Most IC Big Data analytics tools are built on Apache Hadoop, an open source software framework that allows users to store, process and gain insight from Big Data on a huge scale. Key Hadoop tools include the Hadoop Distributed File System, Yarn (a job scheduler), MapReduce (for parallel processing) HBase (for structured query), Hive (for data warehousing), Mahout (for machine learning), Pig (for data flow) and ZooKeeper (for high performance coordination).
“All these tools come tested and bundled together in a Hadoop distribution like CDH,” Gourley said.
The IC is also turning to business suppliers to help it handle Big Data performance and scalability challenges.

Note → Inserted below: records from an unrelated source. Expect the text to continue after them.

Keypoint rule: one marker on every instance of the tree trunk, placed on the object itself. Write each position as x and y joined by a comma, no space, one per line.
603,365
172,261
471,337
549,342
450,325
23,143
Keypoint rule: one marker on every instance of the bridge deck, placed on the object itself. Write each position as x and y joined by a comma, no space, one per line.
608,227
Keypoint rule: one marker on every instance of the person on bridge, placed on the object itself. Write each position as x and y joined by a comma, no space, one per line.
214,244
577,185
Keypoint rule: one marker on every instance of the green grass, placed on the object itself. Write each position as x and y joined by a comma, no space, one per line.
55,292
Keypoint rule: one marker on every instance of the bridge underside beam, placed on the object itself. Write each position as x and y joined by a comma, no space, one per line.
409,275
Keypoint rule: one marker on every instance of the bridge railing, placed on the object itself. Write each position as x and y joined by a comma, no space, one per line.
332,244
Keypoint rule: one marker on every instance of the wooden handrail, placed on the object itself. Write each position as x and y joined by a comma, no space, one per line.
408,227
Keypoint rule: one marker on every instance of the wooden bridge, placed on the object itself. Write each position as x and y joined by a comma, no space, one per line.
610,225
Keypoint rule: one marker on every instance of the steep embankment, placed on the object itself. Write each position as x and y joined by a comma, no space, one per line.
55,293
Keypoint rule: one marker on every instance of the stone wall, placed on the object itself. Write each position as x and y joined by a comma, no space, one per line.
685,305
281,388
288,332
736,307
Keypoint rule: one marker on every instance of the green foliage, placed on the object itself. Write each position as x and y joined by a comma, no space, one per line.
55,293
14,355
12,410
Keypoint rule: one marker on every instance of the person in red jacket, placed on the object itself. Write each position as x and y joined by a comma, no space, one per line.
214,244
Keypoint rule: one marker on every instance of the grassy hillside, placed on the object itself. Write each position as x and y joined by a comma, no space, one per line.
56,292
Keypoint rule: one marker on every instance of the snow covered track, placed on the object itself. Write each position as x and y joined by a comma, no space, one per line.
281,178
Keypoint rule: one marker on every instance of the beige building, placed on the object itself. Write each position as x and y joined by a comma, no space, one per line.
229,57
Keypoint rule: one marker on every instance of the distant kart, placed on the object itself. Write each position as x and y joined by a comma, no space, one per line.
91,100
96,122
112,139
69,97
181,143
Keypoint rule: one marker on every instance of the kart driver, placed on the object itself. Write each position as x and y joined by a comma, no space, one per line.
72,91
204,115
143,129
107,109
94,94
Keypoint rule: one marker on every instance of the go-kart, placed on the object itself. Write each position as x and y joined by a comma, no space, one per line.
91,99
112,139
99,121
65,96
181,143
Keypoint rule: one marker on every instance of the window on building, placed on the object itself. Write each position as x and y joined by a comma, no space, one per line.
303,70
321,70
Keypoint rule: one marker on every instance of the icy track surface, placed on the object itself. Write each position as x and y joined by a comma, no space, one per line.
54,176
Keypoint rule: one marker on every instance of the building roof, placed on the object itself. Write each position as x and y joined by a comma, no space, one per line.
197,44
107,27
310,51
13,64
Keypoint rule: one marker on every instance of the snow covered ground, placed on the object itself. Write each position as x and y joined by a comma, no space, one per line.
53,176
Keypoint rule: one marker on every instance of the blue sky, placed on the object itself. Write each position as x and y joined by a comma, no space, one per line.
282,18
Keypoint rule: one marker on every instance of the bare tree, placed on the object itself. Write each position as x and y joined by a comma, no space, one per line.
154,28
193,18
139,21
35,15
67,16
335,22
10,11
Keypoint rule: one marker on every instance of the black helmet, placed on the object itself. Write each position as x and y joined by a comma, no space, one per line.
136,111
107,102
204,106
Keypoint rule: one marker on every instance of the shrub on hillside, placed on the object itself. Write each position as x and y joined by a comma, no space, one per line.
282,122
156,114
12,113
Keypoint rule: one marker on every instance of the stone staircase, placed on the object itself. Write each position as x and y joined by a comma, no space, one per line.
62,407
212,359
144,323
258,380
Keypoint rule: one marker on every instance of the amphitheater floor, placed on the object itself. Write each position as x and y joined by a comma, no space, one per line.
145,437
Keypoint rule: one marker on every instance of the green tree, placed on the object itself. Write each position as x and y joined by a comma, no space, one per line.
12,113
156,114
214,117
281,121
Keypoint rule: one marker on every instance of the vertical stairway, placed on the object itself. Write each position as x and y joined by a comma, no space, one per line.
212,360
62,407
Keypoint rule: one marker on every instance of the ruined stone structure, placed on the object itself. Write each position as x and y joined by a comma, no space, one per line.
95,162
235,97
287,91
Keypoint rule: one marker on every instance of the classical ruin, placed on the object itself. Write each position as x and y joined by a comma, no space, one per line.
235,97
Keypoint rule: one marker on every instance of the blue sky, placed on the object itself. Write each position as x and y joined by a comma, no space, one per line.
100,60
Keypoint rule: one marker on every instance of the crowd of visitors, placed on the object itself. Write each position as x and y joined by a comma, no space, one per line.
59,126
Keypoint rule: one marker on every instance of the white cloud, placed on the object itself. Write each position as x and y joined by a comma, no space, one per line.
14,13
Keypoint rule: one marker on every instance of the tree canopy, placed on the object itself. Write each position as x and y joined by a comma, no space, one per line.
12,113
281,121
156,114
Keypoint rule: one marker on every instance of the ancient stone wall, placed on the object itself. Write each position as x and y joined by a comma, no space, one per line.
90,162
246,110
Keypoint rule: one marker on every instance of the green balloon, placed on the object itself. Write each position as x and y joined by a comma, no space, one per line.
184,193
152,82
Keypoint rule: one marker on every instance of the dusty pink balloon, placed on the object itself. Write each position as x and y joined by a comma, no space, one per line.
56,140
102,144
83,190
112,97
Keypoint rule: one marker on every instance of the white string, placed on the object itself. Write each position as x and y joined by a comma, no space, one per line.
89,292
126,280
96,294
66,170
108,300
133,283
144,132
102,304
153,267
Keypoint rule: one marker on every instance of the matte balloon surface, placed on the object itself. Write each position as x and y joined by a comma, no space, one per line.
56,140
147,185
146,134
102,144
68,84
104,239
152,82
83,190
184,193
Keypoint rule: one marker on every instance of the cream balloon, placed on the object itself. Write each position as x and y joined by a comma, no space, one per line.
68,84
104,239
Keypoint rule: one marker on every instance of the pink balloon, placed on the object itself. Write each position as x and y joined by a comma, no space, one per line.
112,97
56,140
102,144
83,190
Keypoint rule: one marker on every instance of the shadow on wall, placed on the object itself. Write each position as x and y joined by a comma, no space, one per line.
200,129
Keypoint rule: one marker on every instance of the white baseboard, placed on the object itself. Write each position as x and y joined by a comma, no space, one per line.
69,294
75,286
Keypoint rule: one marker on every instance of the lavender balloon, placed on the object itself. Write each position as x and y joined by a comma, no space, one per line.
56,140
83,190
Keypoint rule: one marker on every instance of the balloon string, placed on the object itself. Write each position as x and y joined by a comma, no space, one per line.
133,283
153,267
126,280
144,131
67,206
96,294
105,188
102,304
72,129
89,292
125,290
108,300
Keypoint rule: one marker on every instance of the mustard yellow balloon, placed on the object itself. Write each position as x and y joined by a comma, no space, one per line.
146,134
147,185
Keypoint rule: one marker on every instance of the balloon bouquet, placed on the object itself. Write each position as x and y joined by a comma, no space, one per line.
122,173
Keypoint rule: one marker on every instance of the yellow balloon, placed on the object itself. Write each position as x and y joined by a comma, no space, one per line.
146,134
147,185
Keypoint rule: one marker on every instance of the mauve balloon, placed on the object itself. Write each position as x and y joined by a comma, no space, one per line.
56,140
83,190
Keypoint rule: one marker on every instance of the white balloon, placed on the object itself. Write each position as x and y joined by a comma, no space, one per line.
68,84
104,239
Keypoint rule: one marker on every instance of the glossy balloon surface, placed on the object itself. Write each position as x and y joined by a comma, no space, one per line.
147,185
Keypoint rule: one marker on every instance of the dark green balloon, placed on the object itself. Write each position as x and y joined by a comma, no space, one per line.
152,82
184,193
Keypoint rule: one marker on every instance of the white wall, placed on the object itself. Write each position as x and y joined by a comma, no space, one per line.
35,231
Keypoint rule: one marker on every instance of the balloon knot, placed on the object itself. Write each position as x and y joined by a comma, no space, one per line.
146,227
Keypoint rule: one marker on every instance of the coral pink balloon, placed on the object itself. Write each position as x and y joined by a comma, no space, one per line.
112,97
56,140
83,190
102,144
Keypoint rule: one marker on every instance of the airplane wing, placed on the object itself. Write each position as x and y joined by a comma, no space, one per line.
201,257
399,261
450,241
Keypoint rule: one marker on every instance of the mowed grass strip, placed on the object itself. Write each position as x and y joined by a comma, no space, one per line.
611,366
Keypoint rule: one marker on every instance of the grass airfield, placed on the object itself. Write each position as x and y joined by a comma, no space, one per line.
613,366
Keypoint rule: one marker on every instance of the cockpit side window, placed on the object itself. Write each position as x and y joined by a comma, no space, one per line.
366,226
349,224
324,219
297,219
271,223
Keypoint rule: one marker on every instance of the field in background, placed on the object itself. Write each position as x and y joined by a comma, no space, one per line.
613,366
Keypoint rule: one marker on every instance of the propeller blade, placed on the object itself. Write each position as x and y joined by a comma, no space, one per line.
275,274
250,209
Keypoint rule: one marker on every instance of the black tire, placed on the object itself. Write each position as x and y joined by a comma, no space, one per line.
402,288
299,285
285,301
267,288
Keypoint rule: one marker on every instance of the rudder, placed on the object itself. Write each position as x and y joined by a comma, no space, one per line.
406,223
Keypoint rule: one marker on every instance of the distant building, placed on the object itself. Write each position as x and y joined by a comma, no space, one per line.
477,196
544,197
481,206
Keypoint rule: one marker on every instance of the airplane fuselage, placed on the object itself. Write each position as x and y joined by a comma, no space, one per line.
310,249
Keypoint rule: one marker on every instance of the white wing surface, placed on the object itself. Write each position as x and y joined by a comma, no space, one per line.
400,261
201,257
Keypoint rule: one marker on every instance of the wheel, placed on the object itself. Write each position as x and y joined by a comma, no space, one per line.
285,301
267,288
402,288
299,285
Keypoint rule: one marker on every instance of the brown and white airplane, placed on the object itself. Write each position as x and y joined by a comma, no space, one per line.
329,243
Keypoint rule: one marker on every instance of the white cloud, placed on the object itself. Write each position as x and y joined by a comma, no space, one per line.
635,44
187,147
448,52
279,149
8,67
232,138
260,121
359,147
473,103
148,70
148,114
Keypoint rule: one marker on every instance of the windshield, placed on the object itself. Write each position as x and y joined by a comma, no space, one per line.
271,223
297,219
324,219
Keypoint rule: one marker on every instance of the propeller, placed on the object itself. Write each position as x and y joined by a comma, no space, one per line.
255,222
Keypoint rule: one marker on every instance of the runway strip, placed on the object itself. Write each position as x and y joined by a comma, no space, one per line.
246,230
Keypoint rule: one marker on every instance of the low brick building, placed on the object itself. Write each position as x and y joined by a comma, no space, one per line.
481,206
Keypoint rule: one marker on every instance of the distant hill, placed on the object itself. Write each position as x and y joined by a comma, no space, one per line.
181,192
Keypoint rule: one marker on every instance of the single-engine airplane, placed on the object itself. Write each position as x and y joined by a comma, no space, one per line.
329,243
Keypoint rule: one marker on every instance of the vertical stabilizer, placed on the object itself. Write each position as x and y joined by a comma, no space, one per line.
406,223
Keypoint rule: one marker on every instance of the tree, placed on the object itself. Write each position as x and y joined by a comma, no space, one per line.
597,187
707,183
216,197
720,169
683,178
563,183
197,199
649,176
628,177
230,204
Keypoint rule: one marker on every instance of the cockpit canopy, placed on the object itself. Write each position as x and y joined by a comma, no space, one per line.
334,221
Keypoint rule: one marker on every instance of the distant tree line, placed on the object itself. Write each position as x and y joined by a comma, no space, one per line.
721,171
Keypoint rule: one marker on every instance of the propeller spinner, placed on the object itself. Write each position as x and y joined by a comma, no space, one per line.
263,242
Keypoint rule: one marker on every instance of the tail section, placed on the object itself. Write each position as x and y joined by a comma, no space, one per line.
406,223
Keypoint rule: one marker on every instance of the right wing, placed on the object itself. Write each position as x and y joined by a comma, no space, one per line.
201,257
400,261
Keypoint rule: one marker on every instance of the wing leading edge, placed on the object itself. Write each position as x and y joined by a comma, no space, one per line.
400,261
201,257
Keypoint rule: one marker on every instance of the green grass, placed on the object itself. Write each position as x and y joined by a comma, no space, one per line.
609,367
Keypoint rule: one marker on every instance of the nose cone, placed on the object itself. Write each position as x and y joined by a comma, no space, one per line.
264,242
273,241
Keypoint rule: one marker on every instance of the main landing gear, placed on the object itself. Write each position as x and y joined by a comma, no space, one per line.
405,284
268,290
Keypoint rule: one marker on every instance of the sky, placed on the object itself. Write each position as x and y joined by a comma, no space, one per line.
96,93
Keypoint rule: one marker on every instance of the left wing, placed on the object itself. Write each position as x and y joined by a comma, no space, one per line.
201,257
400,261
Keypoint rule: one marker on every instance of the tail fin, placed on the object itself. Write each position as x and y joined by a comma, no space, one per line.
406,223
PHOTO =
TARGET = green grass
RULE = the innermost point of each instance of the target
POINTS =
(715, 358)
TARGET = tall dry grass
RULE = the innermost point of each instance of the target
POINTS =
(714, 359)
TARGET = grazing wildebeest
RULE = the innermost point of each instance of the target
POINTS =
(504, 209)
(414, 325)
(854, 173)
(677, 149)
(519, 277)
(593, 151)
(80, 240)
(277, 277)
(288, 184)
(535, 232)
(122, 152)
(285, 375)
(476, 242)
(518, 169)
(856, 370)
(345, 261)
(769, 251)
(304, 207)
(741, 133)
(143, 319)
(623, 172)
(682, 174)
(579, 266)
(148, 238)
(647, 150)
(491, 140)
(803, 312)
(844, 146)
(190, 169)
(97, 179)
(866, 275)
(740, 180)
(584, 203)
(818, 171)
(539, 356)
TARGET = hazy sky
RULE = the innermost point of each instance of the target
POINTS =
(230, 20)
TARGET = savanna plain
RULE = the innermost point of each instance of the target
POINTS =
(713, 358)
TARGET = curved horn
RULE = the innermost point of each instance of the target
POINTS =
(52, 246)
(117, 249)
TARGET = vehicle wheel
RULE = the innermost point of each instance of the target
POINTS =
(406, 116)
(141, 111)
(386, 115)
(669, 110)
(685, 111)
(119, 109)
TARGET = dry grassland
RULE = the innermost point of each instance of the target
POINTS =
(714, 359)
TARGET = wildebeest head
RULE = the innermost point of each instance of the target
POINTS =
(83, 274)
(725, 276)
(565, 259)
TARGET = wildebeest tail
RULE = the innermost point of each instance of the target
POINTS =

“We are seeing the emergence of an Open Systems Interconnection-like stack for applications development,” Gardner said. “Platform as a Service, a category of cloud computing services that provides a computing platform and a solution stack as a service, bundles a wide range of data services from a variety of vendors.”
Data experts needed
To keep on top of Big Data trends, and to identify and acquire powerful new analytical tools, IC members are steadily adding data scientists to their teams. A data scientist, generally someone with an advanced background in statistical, data mining and machine learning skills, should be able to derive unique values from data or propose changes in processes supported by the data.
“Data scientists are crucial, as they serve as the glue that holds together various technological innovations from both government labs and industry and tunes them to the particular needs of their organizations they support,” Gardner said. “There are no simple, easy, cookie-cutter approaches at this level of complexity and abstraction, and machine speed and processing power, while important, are no substitute for human creativity and intuition.”
“The IC has long leveraged this unique blend of savvy leader, and I’m sure always will,” Gourley noted. “But it is also important to empower the individual analyst, the person who might know a bit about computers and statistics, but is really paid to research, think and produce knowledge.”
“They need an ability to do that fast and in their Web browser via capabilities like Platfora,” Gourley said.
In the years ahead, the most useful Big Data technologies will be systems focused on performance and scale, such as infrastructures based on software-defined storage, Gardner said.
“That’s a streamlined storage consumption, monitoring management, metering and protection framework for highly scalable storage services,” he said. “This storage operating environment supports not only Big Data, but High Performance Computing and more mundane, day-to-day functionality, like email, ERP applications and file and print as well.”